In: Statistics and Probability

1. The weight of 6-week-old poults (juvenile turkeys) are normally distributed with a mean 8.6 pounds...

1. The weight of 6-week-old poults (juvenile turkeys) are normally distributed with a mean 8.6 pounds and standard deviation 1.9 pounds. Find the first quartile of the weight.

A) 8.80 lb B) 8.06 lb C) 6.60 lb D) 7.33 lb

2. A gardener buys a package of seeds. Eighty-seven percent of seeds of this type germinate.

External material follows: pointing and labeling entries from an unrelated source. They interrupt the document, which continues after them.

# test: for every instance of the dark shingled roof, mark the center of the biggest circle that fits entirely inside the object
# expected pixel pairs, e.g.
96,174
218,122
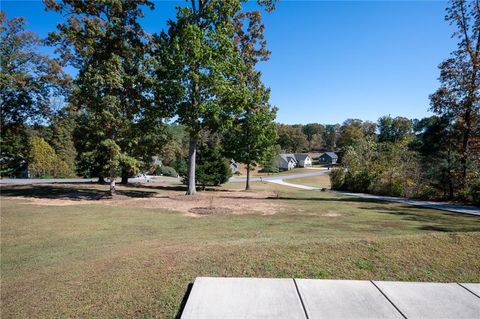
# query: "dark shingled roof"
330,154
301,156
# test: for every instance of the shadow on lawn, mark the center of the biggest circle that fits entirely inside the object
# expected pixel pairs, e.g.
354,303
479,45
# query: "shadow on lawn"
58,192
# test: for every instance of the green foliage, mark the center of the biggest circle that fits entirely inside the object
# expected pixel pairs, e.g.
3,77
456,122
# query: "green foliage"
459,93
61,138
180,165
337,178
165,171
28,82
213,168
208,66
44,162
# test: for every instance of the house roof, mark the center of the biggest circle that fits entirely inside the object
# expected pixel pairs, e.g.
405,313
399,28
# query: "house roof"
330,154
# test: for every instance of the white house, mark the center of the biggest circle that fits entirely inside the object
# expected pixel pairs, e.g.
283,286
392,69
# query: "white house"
286,162
303,159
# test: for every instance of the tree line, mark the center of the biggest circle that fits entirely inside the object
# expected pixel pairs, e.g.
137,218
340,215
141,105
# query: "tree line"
192,95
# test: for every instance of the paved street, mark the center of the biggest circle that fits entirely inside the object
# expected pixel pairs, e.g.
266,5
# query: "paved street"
314,299
278,179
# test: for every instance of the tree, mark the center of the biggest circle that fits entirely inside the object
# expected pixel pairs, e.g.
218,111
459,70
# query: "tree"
203,66
113,93
331,135
436,142
393,129
44,162
314,133
459,95
28,81
61,137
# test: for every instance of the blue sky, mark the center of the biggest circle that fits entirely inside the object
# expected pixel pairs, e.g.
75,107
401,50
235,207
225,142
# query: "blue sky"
332,60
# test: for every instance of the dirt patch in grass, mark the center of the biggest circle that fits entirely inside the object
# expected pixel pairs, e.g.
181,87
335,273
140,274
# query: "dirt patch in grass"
210,210
334,214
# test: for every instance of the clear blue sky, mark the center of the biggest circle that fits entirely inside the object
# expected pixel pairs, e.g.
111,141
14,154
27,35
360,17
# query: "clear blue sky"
332,60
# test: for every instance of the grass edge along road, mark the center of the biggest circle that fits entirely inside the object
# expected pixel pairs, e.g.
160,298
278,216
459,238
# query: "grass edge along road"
92,258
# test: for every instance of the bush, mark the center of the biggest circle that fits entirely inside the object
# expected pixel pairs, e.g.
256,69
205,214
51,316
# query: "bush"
180,165
270,168
337,178
44,162
166,171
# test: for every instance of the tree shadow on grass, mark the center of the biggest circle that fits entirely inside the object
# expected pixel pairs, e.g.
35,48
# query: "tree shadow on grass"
441,221
73,193
330,199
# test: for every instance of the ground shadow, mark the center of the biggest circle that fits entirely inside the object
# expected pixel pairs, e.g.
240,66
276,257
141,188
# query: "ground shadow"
76,193
436,220
320,199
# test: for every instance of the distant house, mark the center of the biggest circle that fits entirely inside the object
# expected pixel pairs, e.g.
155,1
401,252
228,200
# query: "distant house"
233,166
328,158
286,162
303,159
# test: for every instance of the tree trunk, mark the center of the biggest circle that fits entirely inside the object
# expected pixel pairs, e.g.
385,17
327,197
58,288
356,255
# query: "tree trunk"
192,154
247,185
124,177
465,142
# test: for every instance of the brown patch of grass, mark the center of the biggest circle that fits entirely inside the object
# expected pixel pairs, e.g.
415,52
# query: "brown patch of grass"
115,258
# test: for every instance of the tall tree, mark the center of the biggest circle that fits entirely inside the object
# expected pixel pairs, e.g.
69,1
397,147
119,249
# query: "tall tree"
206,66
28,81
291,138
459,94
313,132
252,136
113,91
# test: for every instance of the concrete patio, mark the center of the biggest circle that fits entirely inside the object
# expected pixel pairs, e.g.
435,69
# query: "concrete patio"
311,298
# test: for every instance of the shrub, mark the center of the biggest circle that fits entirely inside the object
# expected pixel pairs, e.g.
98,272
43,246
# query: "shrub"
337,178
44,162
475,192
270,168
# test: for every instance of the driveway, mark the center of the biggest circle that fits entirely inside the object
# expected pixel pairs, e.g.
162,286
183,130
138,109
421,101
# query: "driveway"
445,206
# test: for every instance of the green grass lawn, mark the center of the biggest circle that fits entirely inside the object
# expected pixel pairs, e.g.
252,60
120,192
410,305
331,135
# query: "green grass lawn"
322,181
92,259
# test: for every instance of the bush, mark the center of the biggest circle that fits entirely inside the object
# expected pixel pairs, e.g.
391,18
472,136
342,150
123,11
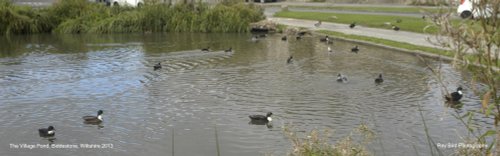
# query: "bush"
81,16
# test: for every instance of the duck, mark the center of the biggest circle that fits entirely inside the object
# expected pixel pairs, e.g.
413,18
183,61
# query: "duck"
455,96
329,41
355,49
324,39
157,66
341,78
302,33
395,28
205,49
317,24
47,132
289,60
352,25
255,38
94,119
379,79
261,118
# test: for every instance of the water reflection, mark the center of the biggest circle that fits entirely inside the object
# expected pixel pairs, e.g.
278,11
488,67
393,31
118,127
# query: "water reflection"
56,79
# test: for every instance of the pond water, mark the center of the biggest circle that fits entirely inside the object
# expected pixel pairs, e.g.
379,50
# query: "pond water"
177,110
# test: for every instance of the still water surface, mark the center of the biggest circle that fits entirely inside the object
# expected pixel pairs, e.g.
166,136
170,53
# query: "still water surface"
55,80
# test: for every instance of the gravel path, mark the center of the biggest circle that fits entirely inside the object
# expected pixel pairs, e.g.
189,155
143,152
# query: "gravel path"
400,36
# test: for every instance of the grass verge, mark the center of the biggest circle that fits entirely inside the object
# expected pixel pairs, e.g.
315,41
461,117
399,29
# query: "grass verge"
370,9
317,143
413,24
82,16
389,43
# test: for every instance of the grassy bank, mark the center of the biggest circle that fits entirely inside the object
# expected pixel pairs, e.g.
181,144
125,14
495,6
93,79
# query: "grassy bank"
81,16
390,43
413,24
412,9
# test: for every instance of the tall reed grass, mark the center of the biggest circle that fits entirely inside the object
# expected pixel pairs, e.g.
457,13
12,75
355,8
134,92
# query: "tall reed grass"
81,16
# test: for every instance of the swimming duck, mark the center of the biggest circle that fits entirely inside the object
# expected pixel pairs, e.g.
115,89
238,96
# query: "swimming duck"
47,132
396,28
379,79
289,60
455,96
341,78
355,49
317,24
262,118
324,39
329,41
157,66
352,25
205,49
94,119
283,38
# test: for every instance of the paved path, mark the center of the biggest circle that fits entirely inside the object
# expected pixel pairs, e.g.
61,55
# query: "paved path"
400,36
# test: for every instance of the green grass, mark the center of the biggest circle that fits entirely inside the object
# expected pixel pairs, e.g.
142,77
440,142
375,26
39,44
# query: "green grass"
412,24
408,46
82,16
412,9
389,43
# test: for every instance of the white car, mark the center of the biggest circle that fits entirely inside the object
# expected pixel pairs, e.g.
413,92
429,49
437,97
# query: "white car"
132,3
466,10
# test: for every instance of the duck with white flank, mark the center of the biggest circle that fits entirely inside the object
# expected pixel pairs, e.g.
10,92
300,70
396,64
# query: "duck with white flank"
47,132
94,119
455,96
283,38
205,49
255,38
379,79
324,39
355,49
395,28
261,118
157,66
352,25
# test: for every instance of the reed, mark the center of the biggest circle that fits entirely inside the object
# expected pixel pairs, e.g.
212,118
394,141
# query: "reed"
81,16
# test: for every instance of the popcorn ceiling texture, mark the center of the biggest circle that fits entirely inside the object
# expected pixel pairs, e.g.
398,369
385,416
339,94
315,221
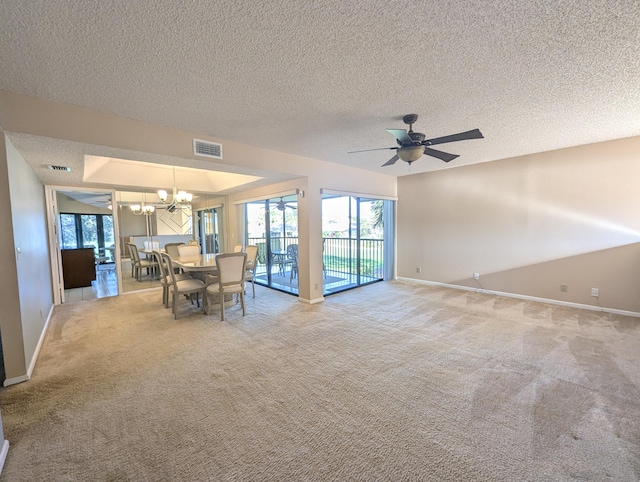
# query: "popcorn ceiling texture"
321,78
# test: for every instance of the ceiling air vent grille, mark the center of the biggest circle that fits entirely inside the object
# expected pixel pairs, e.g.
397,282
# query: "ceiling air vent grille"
207,149
60,168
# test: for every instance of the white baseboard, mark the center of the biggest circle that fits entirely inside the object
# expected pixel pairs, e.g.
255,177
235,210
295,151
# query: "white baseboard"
525,297
311,302
15,380
3,454
34,358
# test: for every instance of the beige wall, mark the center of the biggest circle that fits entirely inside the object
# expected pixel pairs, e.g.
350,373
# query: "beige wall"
27,291
70,205
530,224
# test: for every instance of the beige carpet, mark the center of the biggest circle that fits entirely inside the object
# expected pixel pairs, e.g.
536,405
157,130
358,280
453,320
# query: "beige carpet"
393,381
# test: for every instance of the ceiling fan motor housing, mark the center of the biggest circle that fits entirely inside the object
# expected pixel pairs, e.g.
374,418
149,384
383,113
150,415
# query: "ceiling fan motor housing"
416,137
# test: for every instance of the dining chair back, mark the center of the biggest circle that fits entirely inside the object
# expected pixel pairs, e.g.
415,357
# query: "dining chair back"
252,260
152,245
189,250
180,285
139,265
172,249
230,280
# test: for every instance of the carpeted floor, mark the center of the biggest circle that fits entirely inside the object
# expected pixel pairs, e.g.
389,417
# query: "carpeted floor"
394,381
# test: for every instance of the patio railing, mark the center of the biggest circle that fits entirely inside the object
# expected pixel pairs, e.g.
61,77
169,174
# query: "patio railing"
340,255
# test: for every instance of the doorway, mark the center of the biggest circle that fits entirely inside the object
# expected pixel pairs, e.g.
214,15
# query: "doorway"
82,235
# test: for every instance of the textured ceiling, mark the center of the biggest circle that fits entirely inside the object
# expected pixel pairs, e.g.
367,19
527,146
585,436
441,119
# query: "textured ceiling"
320,78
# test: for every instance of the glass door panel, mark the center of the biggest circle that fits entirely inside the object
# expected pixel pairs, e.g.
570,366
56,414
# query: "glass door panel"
353,242
277,265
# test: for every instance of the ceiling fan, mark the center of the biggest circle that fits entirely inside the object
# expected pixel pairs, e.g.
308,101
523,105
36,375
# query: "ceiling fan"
281,205
412,145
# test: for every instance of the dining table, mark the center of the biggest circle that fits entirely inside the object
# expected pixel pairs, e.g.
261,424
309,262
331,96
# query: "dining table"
204,263
200,266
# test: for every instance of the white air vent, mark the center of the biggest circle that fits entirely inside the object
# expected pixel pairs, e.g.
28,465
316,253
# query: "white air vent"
207,149
60,168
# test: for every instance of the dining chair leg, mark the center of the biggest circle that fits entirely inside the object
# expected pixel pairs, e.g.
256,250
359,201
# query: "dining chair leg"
174,305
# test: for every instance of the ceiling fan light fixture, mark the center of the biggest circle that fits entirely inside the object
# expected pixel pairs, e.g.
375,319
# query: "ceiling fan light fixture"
410,154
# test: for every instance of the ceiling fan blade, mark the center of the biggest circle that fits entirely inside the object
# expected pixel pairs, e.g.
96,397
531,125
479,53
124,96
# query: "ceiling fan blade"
401,135
391,161
462,136
443,156
378,149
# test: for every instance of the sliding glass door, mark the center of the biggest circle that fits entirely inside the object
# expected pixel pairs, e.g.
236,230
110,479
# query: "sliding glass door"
272,225
209,227
353,240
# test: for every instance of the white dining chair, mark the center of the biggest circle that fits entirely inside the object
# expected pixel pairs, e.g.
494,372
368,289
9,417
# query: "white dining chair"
189,250
229,281
252,260
177,287
165,278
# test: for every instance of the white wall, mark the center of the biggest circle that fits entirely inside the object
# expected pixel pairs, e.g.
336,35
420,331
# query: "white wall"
32,266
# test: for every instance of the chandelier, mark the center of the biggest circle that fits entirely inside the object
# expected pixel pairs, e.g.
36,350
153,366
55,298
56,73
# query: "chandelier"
179,197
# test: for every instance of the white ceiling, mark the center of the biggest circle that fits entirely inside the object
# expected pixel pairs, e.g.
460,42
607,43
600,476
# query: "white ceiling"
319,79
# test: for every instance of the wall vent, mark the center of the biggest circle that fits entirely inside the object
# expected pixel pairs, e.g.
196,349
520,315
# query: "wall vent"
207,149
60,168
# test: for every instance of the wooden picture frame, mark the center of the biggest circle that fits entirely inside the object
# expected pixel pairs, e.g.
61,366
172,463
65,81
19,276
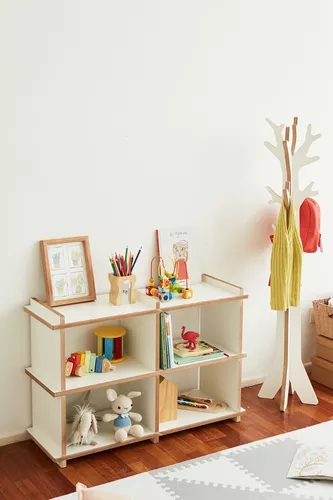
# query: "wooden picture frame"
68,272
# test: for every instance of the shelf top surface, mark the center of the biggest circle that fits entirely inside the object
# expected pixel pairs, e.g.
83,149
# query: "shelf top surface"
202,293
209,291
88,312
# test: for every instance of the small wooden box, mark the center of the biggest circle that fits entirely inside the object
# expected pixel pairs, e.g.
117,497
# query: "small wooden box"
324,348
322,371
168,393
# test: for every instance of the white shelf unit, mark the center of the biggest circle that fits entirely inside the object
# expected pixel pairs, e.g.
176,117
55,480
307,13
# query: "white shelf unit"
216,311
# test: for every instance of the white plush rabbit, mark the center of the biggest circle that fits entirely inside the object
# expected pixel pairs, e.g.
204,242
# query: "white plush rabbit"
123,416
84,426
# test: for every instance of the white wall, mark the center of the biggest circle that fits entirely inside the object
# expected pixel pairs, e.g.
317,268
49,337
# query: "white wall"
113,113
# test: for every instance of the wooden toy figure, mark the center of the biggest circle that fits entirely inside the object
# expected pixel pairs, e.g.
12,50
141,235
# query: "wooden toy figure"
187,293
160,270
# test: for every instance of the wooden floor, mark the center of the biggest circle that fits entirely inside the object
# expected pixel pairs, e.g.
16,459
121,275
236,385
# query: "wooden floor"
26,473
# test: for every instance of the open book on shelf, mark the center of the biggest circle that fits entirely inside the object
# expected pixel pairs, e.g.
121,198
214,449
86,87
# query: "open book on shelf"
312,462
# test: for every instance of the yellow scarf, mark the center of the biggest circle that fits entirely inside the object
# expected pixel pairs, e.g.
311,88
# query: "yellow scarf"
286,262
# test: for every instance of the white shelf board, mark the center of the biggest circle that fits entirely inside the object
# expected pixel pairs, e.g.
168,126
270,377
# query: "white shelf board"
104,438
187,419
128,369
202,362
51,448
91,312
202,292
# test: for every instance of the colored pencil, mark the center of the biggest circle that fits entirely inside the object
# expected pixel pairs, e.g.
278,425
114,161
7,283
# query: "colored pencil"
123,265
126,252
136,258
116,267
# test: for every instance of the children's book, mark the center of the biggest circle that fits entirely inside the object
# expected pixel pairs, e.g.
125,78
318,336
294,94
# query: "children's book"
312,462
180,348
181,245
168,327
183,361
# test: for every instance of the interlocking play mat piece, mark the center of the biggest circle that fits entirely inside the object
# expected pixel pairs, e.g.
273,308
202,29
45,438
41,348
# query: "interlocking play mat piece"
256,471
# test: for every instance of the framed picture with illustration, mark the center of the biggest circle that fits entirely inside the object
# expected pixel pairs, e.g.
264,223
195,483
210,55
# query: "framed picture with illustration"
68,273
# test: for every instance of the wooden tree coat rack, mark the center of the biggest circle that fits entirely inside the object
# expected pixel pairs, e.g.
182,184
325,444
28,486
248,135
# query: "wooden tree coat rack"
287,370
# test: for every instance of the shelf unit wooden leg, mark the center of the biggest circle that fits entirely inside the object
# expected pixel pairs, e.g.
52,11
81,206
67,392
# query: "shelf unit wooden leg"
62,463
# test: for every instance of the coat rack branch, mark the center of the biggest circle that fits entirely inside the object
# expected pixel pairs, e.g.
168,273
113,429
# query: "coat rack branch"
287,370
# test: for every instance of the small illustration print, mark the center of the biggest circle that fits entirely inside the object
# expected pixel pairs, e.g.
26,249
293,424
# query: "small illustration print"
60,287
75,256
78,283
56,258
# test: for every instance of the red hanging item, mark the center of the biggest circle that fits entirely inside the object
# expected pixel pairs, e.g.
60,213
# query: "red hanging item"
309,217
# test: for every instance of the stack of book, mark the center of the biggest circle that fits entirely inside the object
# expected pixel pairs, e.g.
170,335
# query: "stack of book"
203,351
166,342
176,352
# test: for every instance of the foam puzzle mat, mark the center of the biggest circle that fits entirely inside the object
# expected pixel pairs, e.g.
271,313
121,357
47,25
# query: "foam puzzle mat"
255,471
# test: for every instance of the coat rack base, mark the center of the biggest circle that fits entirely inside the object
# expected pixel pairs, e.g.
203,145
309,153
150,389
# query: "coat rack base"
297,378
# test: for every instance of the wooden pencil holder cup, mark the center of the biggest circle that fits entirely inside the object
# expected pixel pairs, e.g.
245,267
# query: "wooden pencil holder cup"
117,286
187,293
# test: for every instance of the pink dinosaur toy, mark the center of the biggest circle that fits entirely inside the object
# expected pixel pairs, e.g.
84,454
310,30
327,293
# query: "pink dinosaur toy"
191,337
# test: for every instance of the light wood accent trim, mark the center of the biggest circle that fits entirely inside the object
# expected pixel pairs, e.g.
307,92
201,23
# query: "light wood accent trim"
88,322
48,307
287,160
198,304
294,140
158,345
54,459
223,281
52,327
47,274
35,379
215,361
157,399
240,363
286,136
110,318
63,425
62,355
66,392
241,312
110,447
137,377
206,422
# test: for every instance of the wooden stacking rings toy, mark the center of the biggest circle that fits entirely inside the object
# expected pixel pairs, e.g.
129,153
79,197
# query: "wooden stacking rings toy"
110,343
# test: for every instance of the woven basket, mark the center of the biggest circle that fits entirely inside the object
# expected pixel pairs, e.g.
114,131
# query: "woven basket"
323,315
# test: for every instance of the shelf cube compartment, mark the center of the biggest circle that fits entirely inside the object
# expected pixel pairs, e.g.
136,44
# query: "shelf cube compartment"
218,324
220,382
144,404
139,345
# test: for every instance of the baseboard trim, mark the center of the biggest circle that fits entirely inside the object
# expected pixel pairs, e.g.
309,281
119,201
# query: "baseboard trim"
14,438
248,382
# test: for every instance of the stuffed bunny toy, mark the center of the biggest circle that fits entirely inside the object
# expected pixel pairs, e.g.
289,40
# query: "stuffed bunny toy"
123,416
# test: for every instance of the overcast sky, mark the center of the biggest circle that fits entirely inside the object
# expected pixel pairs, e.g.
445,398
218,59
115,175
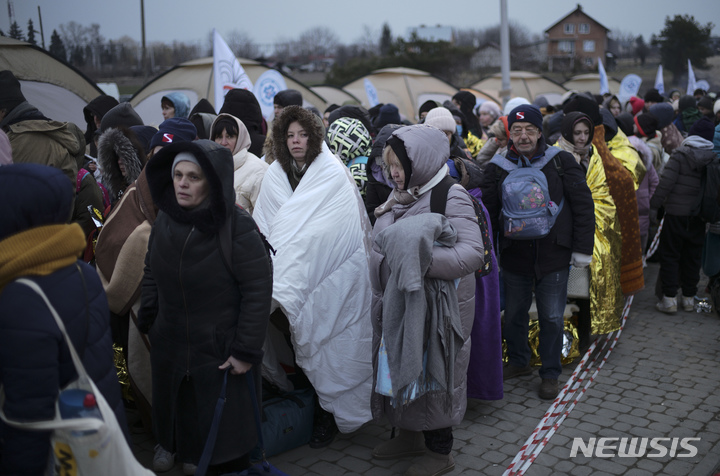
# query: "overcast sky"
270,21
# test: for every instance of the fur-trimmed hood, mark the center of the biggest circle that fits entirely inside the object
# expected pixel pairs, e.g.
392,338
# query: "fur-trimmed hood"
244,141
113,144
312,125
216,163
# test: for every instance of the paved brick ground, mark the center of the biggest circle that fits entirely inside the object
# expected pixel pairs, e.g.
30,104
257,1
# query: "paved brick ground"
661,380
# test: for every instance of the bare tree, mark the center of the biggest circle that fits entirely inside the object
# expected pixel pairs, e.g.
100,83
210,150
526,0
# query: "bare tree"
73,35
317,41
369,41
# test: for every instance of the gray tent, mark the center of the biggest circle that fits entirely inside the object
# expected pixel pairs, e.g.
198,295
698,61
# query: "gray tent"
57,89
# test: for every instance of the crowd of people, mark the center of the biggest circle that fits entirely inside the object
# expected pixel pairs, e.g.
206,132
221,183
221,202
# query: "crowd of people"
349,250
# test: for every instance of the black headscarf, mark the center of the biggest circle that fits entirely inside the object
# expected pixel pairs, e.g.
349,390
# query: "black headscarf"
570,121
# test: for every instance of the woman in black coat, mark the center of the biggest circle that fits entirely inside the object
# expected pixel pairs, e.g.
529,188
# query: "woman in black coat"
204,305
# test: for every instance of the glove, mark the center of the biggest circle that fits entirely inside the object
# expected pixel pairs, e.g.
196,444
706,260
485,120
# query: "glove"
580,260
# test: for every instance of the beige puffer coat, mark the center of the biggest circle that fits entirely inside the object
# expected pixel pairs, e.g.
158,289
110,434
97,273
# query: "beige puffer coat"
428,155
249,170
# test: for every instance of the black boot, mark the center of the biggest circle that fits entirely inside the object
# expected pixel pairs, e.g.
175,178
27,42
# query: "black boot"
324,428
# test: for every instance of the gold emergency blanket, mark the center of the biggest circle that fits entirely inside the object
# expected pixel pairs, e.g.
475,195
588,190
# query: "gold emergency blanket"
569,352
606,299
627,155
622,185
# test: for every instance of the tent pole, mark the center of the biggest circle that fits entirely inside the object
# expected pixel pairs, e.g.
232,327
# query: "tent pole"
504,53
42,33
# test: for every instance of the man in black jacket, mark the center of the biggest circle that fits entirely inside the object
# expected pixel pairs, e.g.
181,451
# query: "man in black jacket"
540,265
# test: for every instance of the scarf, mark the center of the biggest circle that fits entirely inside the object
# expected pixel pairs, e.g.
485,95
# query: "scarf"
39,251
582,154
406,197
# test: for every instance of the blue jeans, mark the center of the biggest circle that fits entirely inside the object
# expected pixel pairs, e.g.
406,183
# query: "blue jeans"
550,296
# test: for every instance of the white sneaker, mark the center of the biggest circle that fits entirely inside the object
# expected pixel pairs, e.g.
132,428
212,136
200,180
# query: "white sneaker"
689,303
163,460
667,305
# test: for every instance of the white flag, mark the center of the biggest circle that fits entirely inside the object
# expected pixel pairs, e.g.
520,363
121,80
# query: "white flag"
629,87
659,83
227,72
266,87
604,87
691,79
371,93
702,84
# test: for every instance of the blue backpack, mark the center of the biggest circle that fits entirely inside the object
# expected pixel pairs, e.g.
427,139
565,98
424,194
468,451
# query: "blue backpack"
528,213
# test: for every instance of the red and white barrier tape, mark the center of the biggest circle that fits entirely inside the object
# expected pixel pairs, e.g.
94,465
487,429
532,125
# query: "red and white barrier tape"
655,242
556,414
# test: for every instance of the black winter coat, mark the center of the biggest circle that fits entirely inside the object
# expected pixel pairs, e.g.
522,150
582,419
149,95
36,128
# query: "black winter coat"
197,312
35,361
573,230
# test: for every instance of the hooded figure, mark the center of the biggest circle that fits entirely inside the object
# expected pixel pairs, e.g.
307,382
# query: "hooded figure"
38,244
122,115
221,319
466,100
94,112
601,314
248,169
33,137
311,212
179,101
202,116
380,184
350,140
120,160
622,185
243,104
683,233
405,269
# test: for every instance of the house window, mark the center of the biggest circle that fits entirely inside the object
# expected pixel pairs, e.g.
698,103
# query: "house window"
566,46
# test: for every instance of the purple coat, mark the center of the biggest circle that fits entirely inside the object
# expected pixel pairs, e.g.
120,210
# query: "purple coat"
647,186
484,377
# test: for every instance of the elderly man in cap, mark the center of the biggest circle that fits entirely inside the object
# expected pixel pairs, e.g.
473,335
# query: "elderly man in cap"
539,264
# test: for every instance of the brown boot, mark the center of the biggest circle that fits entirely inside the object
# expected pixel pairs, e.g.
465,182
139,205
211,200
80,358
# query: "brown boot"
407,443
431,464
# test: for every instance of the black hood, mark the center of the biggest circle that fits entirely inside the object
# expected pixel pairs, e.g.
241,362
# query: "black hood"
216,163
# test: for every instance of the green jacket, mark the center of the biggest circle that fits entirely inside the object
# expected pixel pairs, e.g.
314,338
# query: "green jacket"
50,143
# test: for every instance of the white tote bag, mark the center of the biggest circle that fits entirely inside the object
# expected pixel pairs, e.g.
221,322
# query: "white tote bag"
104,452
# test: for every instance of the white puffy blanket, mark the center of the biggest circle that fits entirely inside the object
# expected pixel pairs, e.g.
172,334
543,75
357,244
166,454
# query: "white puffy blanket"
321,235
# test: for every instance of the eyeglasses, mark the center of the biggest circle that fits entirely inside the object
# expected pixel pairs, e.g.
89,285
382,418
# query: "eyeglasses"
528,131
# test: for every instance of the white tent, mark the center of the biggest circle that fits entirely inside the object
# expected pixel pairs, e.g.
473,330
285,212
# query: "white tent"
57,89
590,82
195,79
523,84
405,87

The gardener plants 130 seeds. Approximate the probability that 81% or more seeds germinate.

A) 0.9761 B) 0.9884 C) 0.9904 D) 0.9842

3. A population has a standard deviation σ = 20.2. How large a sample must be drawn so that a 95% confidence interval for μ will have a margin of error equal to 4.2?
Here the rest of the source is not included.